Pharmaceutical composition described in 16. claim 15, it is for preventing, prevent and/or treat autoimmune or anaphylactic disease.

Pharmaceutical composition described in 17. claim 16, wherein said autoimmune disease is selected from insulin dependent diabetes mellitus (IDDM), multiple sclerosis, rheumatoid arthritis, autoimmune uveitis, primary biliary cirrhosis, myasthenia gravis, sjogren syndrome, pemphigus vulgaris, scleroderma, pernicious anemia, systemic lupus erythematosus (sle) and Grave ' s disease.

Pharmaceutical composition described in 18. claim 16, wherein said anaphylactic disease is selected from allergic asthma, allergic rhinitis, atopic dermatitis and food anaphylaxis.

Immunomodulating complex described in one of 19. claim 1-11 is in the purposes of preparing in the medicine that prevents, prevents and/or treat autoimmune or anaphylactic disease.

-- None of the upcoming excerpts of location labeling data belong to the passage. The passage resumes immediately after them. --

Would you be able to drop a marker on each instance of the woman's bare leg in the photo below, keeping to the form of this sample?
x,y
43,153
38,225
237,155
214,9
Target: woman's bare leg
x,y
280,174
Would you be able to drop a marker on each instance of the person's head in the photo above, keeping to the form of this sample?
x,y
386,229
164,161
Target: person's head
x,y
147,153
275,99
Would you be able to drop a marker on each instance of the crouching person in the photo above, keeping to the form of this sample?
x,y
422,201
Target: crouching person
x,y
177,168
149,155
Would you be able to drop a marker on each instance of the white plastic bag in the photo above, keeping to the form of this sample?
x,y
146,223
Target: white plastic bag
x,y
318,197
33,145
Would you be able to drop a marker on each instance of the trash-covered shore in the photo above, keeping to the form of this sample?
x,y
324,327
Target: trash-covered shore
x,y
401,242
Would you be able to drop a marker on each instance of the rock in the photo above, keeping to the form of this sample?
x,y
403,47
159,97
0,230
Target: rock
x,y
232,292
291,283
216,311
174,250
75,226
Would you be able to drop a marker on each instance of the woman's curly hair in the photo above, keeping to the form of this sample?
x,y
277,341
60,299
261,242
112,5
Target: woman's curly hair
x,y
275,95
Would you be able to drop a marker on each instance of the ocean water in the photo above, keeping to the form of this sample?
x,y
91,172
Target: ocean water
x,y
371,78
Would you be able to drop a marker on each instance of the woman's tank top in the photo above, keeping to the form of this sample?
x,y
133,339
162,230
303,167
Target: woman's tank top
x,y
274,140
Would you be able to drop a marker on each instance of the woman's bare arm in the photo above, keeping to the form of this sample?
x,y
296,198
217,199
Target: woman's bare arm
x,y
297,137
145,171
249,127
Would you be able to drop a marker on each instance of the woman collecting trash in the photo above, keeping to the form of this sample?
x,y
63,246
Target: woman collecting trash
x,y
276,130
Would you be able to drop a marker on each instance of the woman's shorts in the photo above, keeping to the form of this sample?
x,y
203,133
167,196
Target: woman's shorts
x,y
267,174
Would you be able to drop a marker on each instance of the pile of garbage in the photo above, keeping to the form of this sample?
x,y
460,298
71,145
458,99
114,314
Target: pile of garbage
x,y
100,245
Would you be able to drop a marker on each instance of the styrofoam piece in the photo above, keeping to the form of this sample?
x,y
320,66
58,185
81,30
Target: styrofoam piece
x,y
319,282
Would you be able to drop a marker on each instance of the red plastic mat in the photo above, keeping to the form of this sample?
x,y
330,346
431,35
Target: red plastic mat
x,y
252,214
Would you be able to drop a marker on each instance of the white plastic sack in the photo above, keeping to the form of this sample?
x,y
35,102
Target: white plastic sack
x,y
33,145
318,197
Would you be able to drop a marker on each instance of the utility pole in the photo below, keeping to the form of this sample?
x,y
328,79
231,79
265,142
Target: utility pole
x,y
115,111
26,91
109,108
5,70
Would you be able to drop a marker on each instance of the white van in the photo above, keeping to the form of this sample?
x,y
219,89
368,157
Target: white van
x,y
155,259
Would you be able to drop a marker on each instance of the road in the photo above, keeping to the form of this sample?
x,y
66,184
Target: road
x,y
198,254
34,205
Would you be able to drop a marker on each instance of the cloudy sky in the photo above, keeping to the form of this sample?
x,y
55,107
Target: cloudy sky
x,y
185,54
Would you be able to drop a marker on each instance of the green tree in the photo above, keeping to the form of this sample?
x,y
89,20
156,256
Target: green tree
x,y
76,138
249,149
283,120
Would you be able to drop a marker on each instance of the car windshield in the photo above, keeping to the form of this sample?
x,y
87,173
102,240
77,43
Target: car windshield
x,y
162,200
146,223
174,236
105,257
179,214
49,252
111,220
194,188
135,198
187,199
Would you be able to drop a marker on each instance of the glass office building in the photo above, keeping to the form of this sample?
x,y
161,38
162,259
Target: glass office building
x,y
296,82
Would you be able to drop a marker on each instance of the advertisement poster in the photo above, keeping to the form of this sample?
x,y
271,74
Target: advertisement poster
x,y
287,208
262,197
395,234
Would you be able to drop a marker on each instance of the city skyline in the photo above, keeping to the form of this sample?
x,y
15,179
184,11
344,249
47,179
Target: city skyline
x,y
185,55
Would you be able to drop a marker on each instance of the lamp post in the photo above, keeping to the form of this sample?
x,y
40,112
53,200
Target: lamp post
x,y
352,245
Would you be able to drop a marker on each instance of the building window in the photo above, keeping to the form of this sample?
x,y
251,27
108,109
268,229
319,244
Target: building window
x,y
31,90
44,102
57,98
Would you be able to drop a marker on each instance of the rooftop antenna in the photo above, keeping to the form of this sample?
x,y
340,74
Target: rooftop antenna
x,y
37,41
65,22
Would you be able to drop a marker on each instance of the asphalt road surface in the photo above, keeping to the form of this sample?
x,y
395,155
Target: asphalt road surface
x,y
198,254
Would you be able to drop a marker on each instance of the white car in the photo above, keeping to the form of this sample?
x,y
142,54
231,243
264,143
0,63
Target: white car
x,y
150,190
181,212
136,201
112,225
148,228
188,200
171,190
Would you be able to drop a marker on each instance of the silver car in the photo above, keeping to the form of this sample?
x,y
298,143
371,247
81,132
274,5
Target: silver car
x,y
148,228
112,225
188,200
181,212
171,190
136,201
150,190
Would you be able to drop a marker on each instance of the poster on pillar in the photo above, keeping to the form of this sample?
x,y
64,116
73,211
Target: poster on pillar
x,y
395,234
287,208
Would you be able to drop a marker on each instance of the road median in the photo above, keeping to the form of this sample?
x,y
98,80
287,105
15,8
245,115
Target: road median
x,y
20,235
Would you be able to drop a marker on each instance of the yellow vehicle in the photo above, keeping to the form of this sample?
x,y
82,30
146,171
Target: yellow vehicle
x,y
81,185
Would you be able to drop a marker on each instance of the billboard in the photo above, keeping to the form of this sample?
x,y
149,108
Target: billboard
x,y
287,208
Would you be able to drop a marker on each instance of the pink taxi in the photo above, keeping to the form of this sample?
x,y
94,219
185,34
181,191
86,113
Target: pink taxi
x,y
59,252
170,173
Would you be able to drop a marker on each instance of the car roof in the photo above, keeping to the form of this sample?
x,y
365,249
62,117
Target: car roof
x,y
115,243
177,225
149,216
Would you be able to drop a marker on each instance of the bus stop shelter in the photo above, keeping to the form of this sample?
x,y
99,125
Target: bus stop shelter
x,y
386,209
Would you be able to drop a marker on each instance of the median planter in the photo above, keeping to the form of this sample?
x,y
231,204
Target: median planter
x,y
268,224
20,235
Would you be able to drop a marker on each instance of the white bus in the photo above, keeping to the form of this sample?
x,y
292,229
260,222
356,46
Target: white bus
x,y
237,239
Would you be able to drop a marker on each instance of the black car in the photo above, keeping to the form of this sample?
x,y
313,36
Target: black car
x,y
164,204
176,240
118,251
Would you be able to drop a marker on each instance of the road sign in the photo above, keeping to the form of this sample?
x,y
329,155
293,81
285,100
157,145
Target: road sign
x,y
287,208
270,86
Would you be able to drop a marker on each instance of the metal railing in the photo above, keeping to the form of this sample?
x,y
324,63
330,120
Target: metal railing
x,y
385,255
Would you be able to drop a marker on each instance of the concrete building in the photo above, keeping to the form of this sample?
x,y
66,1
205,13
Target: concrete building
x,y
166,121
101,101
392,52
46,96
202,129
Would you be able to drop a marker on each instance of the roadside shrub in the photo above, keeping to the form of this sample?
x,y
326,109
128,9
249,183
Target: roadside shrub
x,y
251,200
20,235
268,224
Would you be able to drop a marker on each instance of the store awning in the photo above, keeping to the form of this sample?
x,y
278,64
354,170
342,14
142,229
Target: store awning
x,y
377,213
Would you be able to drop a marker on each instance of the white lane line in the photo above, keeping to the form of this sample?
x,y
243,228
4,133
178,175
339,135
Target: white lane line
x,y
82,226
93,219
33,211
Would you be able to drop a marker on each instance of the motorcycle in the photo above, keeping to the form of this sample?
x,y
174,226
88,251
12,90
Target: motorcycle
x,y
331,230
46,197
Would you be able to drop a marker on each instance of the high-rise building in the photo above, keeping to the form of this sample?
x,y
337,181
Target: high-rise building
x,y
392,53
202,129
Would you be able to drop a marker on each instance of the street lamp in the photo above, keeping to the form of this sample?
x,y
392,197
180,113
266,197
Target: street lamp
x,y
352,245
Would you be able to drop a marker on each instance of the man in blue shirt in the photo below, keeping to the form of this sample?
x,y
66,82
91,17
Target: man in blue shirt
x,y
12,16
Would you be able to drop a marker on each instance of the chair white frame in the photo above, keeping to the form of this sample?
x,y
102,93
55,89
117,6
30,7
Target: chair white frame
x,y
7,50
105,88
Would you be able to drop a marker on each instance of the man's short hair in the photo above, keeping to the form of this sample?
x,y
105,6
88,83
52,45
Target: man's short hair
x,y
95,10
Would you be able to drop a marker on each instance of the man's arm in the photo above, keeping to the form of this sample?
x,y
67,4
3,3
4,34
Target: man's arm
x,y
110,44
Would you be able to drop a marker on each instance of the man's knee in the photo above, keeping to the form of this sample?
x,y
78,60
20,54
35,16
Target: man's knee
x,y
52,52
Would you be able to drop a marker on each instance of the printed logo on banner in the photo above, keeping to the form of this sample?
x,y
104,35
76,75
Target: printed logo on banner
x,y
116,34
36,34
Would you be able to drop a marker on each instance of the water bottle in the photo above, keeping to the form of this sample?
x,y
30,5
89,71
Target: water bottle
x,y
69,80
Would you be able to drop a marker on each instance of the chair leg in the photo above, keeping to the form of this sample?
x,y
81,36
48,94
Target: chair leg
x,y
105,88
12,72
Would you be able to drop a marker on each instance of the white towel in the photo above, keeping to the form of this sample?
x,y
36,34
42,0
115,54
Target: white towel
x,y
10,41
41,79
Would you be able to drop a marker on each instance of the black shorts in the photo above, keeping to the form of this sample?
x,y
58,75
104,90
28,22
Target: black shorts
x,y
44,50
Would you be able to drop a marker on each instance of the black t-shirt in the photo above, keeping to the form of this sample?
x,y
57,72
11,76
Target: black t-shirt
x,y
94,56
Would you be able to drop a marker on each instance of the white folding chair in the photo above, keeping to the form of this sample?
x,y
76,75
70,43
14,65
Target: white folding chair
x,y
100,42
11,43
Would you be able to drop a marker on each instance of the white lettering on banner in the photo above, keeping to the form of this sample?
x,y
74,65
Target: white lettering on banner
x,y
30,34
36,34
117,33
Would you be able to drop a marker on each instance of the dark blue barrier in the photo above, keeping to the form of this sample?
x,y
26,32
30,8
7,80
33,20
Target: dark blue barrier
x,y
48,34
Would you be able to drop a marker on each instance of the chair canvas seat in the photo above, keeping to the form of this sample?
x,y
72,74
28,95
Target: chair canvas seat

Purposes described in 20. claim 19, wherein said autoimmune disease is selected from insulin dependent diabetes mellitus (IDDM), multiple sclerosis, rheumatoid arthritis, autoimmune uveitis, primary biliary cirrhosis, myasthenia gravis, sjogren syndrome, pemphigus vulgaris, scleroderma, pernicious anemia, systemic lupus erythematosus (sle) and Grave ' s disease.

Purposes described in 21. claim 19, wherein said anaphylactic disease is selected from allergic asthma, allergic rhinitis, atopic dermatitis and food anaphylaxis.